One of the UK’s most famous bridges, Clifton Suspension Bridge in Bristol, has been turned into a musical instrument, capable of playing music composed from its own structural data.

  • Sensors provide unique insight into how bridge moves – changes in movement can indicate possible ageing or fatigue
  • Musicians and sound artists created an installation to musically represent this structural data
  • Software sends data to bridge management personnel in real time, anywhere in the world

A specially-made double-strung harp will give a unique insight into how the Clifton Suspension Bridge moves and will help to demonstrate the impact of vehicles, pedestrians and the weather.

The data is being used by engineers at the university to improve structural models of the bridge and to design a system to classify vehicle traffic.

The EPSRC-supported project, developed by the Jean Golding Institute at the University of Bristol, sees the harp being played with two robotic arms, each strumming the strings on different sides to represent data collected on the north and south sides of the bridge.

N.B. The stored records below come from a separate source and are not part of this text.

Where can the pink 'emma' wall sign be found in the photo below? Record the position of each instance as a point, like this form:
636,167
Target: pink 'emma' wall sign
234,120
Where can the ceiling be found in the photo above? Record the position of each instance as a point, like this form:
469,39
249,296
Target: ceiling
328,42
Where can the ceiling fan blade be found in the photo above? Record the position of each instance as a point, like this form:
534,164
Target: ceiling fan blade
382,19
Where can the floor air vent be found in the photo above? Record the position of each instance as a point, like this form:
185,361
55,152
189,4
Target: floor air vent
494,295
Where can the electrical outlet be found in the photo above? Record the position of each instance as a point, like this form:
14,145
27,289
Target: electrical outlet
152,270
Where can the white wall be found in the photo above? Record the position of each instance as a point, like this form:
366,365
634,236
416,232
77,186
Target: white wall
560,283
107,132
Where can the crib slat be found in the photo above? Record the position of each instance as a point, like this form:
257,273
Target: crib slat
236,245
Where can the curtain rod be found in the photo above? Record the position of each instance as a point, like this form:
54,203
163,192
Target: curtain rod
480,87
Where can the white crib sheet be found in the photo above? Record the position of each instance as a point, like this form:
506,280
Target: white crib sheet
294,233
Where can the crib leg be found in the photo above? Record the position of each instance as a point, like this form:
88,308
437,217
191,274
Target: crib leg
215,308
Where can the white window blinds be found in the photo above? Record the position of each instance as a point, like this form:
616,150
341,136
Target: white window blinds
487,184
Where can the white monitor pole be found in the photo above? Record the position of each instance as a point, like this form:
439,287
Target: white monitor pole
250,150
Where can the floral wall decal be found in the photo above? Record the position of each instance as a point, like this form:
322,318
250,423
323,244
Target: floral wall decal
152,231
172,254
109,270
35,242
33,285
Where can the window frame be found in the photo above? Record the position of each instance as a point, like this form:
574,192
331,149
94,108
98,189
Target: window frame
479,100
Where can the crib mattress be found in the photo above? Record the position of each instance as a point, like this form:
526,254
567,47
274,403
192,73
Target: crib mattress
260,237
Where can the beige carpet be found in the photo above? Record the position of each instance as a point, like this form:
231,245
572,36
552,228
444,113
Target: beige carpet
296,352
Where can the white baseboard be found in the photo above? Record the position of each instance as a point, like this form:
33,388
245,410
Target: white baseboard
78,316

Six streams of data were collected from sensors installed on the bridge for a month, allowing engineering academics to understand how it moves, with any changes in the movement profile indicating possible ageing or fatigue.

Software allows the data to be displayed to structural engineers or bridge management personnel in real time, anywhere in the world.

Bristol-based musicians and sound artists, Yas Clarke and Lorenzo Prati, then created an installation to musically represent this structural data.

The harp was designed and built by Bristol-based luthier and guitar maker, Sean Clark. It has 82 strings and is tuned in relation to the bridge’s natural frequency of 12.9Hz.

While six sensors were needed to monitor the Clifton Suspension Bridge, the technology can be scaled-up to measure vibrations and displacements on far larger bridges.

The dashboard has since been used to monitor the Clifton Suspension Bridge for a second time and the learning gathered from this project is already being used by PhD students at the University of Bristol to design a structural health monitoring system to go on a new fibreglass bridge being built in North Bristol.

The data-gathering and dashboard project was funded by the university’s EPSRC Impact Acceleration Account.

The harp project was developed by the Jean Golding Institute at the University of Bristol, which supports interdisciplinary research in data science.

Sam Gunner, an Engineering Mathematics PhD student who has led the project, says: “To see our research represented in this way is really remarkable. The Clifton Suspension Bridge is a much-loved sight and now people can both see and hear it in a new light.

“Aside from the harp offering a visual and audio experience, it embodies important research which allows us to better understand how the bridge moves and the impact of vehicles, pedestrians and the weather.”